Retrograde Campaign Mixes Man, Dog, And Alien In Sci-Fi Adventure

Al Julian has a hard time sitting still. This is evident in the animated gestures accompanying his rapid-fire description of his favorite projects, and it’s representative of a life spent in consistent reinvention. He began his adult life as an artist, acting onstage in college and writing short stories throughout sixteen months of world travels thirty-five years ago. Though he had enjoyed the creative arts, his initial professional path was as a psychologist, and he later went to law school to develop skills for forensic practice and criminal interviewing. Since retiring from forensic work four years ago, he has produced an explosion of material in the visual and performance arts. In many ways, he is working more than he did before retirement, and he laughs, “this is the first time I’ve really enjoyed what I’m doing!”

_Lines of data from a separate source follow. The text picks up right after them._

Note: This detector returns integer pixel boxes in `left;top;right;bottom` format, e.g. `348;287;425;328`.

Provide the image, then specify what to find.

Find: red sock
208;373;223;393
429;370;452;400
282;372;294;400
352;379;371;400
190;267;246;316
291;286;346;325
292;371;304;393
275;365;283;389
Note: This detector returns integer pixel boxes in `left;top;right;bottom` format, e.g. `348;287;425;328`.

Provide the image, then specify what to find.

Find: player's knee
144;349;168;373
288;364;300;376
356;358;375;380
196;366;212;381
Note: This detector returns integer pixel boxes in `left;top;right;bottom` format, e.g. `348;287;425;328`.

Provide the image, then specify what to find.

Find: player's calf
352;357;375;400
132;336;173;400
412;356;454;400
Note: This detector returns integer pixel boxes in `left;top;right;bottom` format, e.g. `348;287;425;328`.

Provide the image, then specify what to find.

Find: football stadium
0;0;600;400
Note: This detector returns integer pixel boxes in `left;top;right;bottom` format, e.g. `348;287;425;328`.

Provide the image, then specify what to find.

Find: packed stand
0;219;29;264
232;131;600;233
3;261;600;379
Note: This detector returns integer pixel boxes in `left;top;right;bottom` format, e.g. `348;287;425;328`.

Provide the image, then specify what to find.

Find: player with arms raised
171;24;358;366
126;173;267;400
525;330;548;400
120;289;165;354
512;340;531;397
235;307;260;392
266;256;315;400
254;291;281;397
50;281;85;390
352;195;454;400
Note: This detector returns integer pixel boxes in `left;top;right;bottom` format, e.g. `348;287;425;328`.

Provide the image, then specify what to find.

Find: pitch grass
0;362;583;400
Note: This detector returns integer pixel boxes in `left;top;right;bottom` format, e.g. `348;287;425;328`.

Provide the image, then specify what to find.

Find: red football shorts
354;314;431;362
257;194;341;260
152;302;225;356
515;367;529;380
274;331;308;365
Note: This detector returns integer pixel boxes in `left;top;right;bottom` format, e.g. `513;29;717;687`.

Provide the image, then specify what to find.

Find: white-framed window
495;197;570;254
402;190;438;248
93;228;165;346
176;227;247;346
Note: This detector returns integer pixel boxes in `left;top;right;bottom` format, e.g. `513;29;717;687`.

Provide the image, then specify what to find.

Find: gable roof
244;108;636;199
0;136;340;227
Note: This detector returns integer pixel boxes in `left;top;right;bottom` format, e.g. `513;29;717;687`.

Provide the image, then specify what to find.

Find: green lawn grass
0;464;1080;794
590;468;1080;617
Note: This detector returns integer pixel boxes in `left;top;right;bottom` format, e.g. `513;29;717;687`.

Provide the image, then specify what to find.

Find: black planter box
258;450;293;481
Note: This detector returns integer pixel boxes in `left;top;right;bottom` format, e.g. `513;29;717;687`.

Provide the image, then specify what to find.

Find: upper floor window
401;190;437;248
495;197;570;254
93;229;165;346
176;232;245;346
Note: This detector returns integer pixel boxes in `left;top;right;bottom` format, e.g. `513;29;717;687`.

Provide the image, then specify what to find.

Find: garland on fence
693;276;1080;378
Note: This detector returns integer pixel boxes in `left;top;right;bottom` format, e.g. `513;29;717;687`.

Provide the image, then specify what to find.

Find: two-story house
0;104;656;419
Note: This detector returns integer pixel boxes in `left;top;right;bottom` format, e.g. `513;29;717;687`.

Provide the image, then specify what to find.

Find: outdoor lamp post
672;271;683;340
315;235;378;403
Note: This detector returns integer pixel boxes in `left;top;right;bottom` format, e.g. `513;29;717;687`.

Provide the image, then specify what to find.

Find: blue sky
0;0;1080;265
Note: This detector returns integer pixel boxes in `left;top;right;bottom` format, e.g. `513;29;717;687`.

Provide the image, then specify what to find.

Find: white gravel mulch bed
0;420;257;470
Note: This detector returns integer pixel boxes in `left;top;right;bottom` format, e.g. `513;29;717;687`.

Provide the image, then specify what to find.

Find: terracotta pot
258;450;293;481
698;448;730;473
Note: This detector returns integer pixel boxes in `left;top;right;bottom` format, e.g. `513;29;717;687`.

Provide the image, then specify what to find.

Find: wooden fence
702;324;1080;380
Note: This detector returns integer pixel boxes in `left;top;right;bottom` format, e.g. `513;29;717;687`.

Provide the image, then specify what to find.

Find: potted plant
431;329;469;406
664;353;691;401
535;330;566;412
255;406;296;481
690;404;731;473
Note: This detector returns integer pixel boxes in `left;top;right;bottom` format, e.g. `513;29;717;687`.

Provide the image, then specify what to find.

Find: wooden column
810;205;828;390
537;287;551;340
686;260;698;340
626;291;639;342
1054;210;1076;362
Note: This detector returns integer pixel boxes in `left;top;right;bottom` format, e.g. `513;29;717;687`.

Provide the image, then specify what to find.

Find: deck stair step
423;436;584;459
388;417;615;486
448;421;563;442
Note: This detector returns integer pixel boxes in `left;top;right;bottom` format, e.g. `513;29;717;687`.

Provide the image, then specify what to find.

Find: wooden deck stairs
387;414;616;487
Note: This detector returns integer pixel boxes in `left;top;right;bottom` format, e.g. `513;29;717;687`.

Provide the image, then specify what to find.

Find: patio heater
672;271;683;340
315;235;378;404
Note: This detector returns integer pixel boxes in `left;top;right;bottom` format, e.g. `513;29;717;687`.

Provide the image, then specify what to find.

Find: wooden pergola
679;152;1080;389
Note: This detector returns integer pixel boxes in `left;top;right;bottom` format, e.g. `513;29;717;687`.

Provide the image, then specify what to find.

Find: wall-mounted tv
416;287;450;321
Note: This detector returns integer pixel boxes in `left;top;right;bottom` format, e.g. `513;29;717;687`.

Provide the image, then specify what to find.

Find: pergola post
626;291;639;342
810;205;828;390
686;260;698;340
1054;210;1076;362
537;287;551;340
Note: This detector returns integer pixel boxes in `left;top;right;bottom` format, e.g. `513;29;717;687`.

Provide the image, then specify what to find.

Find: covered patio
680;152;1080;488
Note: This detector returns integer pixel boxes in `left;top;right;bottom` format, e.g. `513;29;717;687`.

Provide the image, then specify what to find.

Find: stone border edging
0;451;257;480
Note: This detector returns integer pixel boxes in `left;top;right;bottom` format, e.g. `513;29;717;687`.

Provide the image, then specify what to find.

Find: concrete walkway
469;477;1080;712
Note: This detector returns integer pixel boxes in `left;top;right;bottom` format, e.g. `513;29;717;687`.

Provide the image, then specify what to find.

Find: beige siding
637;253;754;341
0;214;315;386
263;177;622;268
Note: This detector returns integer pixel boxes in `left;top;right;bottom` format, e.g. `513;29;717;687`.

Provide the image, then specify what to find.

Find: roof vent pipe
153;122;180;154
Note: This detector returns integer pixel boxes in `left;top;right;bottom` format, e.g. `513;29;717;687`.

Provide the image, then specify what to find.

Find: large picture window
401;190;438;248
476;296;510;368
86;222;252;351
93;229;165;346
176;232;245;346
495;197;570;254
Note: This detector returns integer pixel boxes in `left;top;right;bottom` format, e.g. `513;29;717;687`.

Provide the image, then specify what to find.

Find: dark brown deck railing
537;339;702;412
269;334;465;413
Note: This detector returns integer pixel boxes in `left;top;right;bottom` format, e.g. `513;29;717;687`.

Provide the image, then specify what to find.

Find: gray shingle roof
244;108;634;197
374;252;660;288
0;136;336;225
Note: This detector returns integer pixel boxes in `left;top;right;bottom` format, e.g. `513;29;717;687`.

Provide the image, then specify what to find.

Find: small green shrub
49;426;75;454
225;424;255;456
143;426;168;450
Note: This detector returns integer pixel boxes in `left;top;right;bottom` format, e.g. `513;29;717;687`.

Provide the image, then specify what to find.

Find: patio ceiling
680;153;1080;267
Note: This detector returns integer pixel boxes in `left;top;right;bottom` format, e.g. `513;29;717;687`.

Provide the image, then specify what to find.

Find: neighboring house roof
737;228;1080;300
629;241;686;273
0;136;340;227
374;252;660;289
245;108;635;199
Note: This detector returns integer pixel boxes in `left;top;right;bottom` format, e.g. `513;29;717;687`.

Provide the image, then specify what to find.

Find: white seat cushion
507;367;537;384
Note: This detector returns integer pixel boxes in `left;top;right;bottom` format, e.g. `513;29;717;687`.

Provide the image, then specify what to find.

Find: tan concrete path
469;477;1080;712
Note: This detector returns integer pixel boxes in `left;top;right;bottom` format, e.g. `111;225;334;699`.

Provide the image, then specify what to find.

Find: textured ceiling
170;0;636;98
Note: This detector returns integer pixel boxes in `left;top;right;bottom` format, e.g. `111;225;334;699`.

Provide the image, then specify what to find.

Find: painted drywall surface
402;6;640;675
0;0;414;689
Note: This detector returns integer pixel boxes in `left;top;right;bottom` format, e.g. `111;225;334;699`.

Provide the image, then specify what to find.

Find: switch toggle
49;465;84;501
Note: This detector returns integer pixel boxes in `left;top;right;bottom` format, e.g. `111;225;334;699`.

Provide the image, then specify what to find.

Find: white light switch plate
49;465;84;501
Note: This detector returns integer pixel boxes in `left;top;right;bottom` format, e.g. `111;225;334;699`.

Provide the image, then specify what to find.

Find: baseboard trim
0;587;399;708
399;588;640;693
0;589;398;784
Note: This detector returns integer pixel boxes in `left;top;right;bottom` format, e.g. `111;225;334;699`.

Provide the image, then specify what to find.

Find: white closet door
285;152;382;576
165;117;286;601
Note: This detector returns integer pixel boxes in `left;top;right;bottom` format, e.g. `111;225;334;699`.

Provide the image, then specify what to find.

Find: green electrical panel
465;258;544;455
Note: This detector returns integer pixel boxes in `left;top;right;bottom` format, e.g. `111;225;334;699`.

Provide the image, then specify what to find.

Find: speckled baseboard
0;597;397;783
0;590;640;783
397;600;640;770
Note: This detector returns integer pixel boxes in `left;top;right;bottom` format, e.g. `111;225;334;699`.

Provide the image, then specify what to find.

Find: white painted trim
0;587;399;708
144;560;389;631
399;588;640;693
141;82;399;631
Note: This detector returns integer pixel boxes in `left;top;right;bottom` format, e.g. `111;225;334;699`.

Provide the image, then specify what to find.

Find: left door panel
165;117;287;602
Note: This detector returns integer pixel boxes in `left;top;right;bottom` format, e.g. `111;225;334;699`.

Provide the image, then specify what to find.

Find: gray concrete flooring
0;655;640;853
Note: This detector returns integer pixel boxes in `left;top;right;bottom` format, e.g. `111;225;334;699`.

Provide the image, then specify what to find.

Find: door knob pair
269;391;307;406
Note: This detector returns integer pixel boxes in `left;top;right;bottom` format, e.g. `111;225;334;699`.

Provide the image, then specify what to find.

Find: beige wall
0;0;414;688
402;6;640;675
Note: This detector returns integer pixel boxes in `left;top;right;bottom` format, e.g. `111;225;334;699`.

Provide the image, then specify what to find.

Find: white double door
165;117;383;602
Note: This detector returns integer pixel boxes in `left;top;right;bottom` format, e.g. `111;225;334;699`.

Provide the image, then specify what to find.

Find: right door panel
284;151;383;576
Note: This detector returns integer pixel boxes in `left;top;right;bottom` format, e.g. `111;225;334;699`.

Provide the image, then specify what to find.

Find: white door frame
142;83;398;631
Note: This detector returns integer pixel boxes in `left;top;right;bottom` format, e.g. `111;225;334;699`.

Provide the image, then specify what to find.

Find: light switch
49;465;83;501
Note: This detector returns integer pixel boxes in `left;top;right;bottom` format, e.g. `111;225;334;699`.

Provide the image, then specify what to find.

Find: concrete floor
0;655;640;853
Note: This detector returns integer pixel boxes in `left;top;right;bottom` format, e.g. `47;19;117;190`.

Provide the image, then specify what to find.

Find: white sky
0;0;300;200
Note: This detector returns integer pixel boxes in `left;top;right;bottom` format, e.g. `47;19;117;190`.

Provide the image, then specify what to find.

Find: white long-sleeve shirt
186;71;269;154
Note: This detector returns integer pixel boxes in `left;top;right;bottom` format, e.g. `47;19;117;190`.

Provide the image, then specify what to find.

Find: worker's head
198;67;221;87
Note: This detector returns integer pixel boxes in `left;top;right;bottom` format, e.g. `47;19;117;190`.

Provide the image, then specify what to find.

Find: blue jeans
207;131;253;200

His work has included a pair of teleplays with Wake Media that have found audiences in “about two dozen festivals” including recent screenings in Carrboro, North Carolina, and Las Vegas, Nevada. These teleplays have “a Twilight Zone” feel to them, and he anticipates collecting them as an anthology with a third teleplay under a title of Fever Dreams. Challenged by his college-aged son, he has created short films in genres as diverse as film noir, paranormal crime fiction, and a female-led comedy. He pulled from his experience with a group therapy for murderers in a state hospital for his horror short, The Session. His most recent work, Climbers, is a science fiction feature that has gotten encouraging feedback on the professional network Blacklist.

Despite the frenzy of activity, Julian had one science fiction script that finished in the Quarterfinals of Scriptapalooza 2011 but could not find production. This was Retrograde, a science fiction story that came to him as he was falling asleep on a plane. In this story, a government team seeks to locate an abducted test pilot and finds themselves captured in the belly of a bizarre spaceship. Their explorations of the ship lead them to a number of captured dogs, then a menagerie of monstrous aliens with vaguely canine features. Later, aliens reveal that Earth’s dog species has been engineered as a retrograde prototype of this extraterrestrial race. By the time the story closes, the team has fought through a series of perils and learned a shocking secret about the evolutionary origins of humankind.

Though Julian loved this story (“I love dogs! I put my Jack Russell in a man-and-dog story explaining the origin of the relationship.”), he was told that his idea was going to be prohibitively expensive to film. Thinking back to the Heavy Metal serial collections of graphic novels he loved in his childhood, he found Ken Bastard on a Facebook group for graphic artists. With similar ages and backgrounds, Julian and Bastard found a collaboration that could evoke the classic Silver Age science fiction comics while incorporating the team’s modern sensibilities. They spent a year and half adapting the script into a graphic novel.

As Julian has sought printing for this work, he has tried out a variety of sources for funding. His Kickstarter campaign did not achieve funding goal, so he has launched an IndieGoGo campaign. One significant benefit to this second avenue is that backers have more flexibility in their pledging, using PayPal or directly using a credit card, and he hopes this will appeal to a broader audience. The campaign runs until October 17 and has achieved about a third of its goal at time of writing. Backers can secure perks such as digital and print copies of the novel as well as related posters of various sizes. At the highest pledge level, a pair of backers will see their own faces in one of the comic’s panels. Meeting the funding goal will allow 500 copies of the graphic novel to see print, and Julian hopes to distribute this to comics retailers and also support proof-of-concept for potential filming.